Lockheed Martin has successfully tested
its newly developed Long Range Anti-Ship Missiles (LRASM). The test was conducted over the Sea Range of Naval Air Station Point Mugu, California. Two missiles were launched from a B-1B bomber, after making their way through several waypoints the missiles successfully hit a moving vessel. The LRSAM
is the Navy’s answer to a growing problem that threatens its freedom of the seas. The missiles are a new generation of anti-ship weapons, offering longer ranges and better odds against improving air defense systems. The LRASM is designed to detect and destroy specific targets within groups of ships using its sensors, encrypted communications and a digital anti-jamming GPS. The missile can be launched from the F/A-18 Super Hornet
, the B1-B Lancer, the F-35 Lightning II
and from a vertical launch system on a Navy destroyer. It is designed to be used in battle against the surface ships of advanced foes, such as China or Russia.
The US Navy is beginning to acknowledge a growing problem that threatens its freedom of the seas: its strike reach is shrinking and aging, while potential opponents’ attack reach is expanding and modernizing. As new designs replace older planes, US carrier aircraft range is shrinking to 1950s levels. Meanwhile, its anti-ship and land attack missiles are generally older, medium-range subsonic designs like the Harpoon Block I, which are vulnerable to air defenses. In contrast, China is deploying supersonic SS-N-22 “Sunburn” missiles bought from Russia, and working on a DF-21 anti-ship ballistic missile. The Sunburn is just one of Russia’s supersonic anti-ship missile options for sale, and a joint venture with India has added the supersonic PJ-10 BrahMos.

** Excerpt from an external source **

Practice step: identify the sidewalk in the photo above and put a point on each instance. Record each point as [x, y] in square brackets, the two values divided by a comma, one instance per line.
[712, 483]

The math is stark: enemies with longer reach, and better weapons, may be able to create large “no go” zones for the Navy in key conflict areas. In response, think-tanks like CSBA are proposing ideas like AirSea Battle, which emphasizes a combination of advance hardening, more stealth and long-range strike options, and a progressive “blinding and grinding” campaign of strikes and interdiction. Success will require some changes to America’s array, beginning with the missiles that arm its ships and aircraft. Hence LRASM: the Long Range Anti-Ship Missile, with a secondary land-strike role.